U gebruikte net de woorden obsessie en honger, maar is het niet ook een missie? U wilt een vergeten verhaal onder de aandacht brengen.

“Klopt. Toen ik besefte dat ik dit boek wilde schrijven, wist ik: dat wordt een hele reis. Het is me ook niet altijd in dank afgenomen door mijn directe omgeving, omdat alles ervoor moest wijken. Ik wil deze vaderlandse geschiedenis vertellen. Een miljoen Nederlanders zijn nazaten van iemand uit de Koloniën van Weldadigheid en maar acht procent weet ervan. De koloniën zijn Unesco Werelderfgoed, recent toegevoegd aan de Canon van Nederland.”

“Het boek Het pauperparadijs van Suzanna Jansen kent inmiddels iedereen wel, dat gaat meer over de kansarme gezinnen die in Veenhuizen terechtkwamen. Dit verhaal is nog pre-pauperparadijs, over de drie Gestichten – ik gebruik nadrukkelijk die hoofdletter voor de gebouwen, niet te verwarren met een inrichting voor geesteszieken – die werden neergezet om voornamelijk weeskinderen op te vangen. Daar begint het verhaal van Veenhuizen mee. ”
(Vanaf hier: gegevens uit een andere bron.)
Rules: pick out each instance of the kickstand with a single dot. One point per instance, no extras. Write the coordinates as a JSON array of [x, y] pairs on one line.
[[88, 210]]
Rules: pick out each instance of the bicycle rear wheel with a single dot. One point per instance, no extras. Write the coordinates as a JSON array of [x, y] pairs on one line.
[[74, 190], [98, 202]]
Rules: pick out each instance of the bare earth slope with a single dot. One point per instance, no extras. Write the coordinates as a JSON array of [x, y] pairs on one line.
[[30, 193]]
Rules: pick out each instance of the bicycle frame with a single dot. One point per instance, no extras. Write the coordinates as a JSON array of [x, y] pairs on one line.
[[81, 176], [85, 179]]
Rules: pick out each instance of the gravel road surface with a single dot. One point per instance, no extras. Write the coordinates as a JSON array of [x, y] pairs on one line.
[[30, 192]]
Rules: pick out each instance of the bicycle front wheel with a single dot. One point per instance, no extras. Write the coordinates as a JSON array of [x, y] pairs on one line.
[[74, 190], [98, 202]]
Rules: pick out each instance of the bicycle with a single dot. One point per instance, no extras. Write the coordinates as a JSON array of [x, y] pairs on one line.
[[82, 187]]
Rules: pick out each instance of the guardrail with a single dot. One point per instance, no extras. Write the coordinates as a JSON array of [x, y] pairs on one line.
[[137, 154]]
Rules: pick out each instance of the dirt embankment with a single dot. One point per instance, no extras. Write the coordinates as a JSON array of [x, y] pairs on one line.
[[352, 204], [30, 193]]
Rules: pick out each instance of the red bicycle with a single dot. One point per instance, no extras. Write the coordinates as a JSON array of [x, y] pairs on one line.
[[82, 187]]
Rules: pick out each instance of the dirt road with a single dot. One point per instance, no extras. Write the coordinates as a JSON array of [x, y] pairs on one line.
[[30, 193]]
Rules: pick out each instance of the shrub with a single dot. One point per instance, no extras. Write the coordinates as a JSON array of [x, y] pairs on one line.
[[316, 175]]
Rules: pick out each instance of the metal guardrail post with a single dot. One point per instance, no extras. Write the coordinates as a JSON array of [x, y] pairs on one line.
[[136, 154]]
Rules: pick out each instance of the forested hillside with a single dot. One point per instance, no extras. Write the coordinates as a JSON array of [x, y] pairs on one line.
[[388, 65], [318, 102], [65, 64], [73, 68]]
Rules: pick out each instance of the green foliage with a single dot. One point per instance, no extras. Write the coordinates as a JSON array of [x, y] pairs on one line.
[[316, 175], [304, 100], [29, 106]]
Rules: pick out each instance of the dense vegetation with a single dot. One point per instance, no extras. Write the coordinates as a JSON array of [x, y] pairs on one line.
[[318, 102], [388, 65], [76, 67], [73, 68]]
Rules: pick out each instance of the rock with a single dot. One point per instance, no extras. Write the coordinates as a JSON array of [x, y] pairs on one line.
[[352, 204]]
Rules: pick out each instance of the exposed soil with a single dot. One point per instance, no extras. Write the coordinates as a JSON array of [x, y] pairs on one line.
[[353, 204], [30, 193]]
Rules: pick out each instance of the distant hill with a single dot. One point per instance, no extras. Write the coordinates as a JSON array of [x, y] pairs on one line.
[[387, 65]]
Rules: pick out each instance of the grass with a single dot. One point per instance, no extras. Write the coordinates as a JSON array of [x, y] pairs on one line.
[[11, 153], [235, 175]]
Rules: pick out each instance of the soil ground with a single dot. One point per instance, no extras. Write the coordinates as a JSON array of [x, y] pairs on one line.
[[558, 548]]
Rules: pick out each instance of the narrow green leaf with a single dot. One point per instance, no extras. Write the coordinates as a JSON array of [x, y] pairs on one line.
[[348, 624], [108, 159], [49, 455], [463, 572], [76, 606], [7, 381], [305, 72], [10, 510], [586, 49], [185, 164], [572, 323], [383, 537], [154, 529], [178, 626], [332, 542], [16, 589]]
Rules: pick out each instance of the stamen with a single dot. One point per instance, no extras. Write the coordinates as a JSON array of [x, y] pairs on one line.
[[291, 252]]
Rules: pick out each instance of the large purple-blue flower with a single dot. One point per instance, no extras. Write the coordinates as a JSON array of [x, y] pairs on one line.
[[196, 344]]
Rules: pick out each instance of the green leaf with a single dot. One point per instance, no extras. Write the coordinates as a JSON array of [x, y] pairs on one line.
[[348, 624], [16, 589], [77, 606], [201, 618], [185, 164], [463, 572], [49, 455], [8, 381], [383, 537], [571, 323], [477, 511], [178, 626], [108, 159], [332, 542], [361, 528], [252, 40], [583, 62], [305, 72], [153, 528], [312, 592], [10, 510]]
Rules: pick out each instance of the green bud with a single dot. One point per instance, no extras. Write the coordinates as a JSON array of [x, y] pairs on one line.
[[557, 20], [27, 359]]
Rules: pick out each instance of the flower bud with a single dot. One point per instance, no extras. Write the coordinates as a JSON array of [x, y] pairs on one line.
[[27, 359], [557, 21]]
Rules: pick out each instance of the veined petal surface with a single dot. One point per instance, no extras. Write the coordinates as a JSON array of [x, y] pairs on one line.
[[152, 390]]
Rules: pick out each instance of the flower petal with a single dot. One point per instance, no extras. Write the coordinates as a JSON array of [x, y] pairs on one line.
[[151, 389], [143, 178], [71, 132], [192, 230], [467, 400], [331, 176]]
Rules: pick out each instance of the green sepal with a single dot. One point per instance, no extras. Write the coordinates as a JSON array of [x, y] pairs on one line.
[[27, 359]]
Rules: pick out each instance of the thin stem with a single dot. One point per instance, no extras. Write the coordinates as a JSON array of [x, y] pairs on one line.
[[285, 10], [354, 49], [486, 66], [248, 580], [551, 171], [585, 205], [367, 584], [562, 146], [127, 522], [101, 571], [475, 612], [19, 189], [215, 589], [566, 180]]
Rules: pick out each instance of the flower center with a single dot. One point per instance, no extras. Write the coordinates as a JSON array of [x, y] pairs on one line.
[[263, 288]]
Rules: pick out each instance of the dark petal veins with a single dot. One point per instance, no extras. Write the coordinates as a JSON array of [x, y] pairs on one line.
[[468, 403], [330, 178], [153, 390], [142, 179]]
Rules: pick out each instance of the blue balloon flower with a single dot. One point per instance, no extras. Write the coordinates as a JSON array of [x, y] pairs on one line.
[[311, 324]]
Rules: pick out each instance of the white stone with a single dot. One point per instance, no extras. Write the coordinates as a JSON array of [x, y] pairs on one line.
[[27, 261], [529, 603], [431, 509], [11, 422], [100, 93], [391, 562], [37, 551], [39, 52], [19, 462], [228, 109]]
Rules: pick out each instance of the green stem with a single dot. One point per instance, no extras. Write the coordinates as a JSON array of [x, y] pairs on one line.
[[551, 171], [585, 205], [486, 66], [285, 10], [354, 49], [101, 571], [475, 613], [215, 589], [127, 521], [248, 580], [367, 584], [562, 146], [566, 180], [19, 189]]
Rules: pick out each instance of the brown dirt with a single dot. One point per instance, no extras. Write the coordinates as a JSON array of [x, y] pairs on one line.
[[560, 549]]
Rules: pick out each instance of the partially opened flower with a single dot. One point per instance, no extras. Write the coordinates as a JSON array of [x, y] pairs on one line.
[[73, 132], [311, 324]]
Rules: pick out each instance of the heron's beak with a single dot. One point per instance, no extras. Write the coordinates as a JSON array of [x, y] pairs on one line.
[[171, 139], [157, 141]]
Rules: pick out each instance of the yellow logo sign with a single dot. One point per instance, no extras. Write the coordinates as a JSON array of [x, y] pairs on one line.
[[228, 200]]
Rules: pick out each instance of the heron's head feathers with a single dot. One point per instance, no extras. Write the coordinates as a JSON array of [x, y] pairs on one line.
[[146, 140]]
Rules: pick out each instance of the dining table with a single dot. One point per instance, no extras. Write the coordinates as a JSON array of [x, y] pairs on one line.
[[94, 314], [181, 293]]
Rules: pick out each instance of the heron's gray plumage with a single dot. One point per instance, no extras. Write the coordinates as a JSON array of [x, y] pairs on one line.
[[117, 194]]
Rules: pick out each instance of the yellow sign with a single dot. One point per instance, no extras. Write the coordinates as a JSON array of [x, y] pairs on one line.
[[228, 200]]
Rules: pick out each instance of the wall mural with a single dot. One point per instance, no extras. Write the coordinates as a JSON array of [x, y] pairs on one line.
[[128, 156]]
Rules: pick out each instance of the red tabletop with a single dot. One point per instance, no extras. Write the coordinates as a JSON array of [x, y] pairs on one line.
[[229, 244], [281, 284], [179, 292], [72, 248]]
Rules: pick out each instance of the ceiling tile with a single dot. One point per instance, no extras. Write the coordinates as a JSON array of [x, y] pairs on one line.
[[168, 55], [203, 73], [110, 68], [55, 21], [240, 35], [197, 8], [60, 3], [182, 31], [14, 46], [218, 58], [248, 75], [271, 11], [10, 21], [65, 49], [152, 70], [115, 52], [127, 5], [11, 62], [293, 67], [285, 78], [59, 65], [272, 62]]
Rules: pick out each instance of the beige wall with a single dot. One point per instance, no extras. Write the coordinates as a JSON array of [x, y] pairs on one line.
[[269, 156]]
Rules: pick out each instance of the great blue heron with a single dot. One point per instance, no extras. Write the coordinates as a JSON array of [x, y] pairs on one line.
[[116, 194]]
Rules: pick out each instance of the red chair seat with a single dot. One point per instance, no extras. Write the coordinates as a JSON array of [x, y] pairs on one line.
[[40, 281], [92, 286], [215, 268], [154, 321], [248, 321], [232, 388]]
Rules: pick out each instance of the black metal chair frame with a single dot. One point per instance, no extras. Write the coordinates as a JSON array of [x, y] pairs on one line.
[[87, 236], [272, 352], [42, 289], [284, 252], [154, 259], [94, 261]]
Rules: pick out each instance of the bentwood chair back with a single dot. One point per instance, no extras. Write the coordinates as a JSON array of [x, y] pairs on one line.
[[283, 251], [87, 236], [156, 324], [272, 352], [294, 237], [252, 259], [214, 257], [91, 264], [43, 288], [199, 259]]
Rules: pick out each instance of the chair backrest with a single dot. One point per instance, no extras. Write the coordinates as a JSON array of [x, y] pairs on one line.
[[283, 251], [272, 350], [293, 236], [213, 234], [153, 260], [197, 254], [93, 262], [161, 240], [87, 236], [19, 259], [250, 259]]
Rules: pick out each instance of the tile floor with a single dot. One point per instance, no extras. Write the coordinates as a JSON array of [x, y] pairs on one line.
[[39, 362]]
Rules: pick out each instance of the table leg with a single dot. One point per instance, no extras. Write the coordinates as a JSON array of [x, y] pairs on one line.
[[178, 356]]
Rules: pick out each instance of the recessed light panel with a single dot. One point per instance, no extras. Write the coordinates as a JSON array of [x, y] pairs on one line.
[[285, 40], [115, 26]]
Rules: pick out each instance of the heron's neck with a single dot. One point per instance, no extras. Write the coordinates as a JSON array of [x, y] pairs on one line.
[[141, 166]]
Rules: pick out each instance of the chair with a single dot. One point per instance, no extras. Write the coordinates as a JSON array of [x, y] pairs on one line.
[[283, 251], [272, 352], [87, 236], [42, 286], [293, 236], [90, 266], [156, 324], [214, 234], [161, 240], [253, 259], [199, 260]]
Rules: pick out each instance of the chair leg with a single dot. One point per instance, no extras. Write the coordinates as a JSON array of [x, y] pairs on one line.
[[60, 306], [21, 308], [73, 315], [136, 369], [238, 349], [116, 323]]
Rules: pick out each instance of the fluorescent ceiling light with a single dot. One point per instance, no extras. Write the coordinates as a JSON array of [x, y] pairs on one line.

“Het is een verborgen geschiedenis, er is niet eerder een roman geschreven over de vele weeskinderen die er de dood vonden – door ziektes, gebrek aan liefde, heimwee. Niemand weet er bijna van en ik vind het nogal wat. Die kinderen waren zogenaamd het schorriemorrie uit de steden. Ze zaten opgesloten in een soort niemandsland, sliepen in hangmatten in zalen waar het koud en vochtig was. Ze moesten hard werken, de zaalopzichters en wijkmeesters waren vaak hardvochtig, het stonk, er was altijd herrie en ruzie. Karel Möller staat symbool voor die 8600 wezen. Deze verlaten kinderen zijn tweehonderd jaar in het donker verborgen gebleven. Ik hoop zo dat hun ongehoorde verhalen naar het licht worden gebracht.”

Patricia Snel, De vondeling van Veenhuizen, Xander uitgevers, €22,99, 336 blz.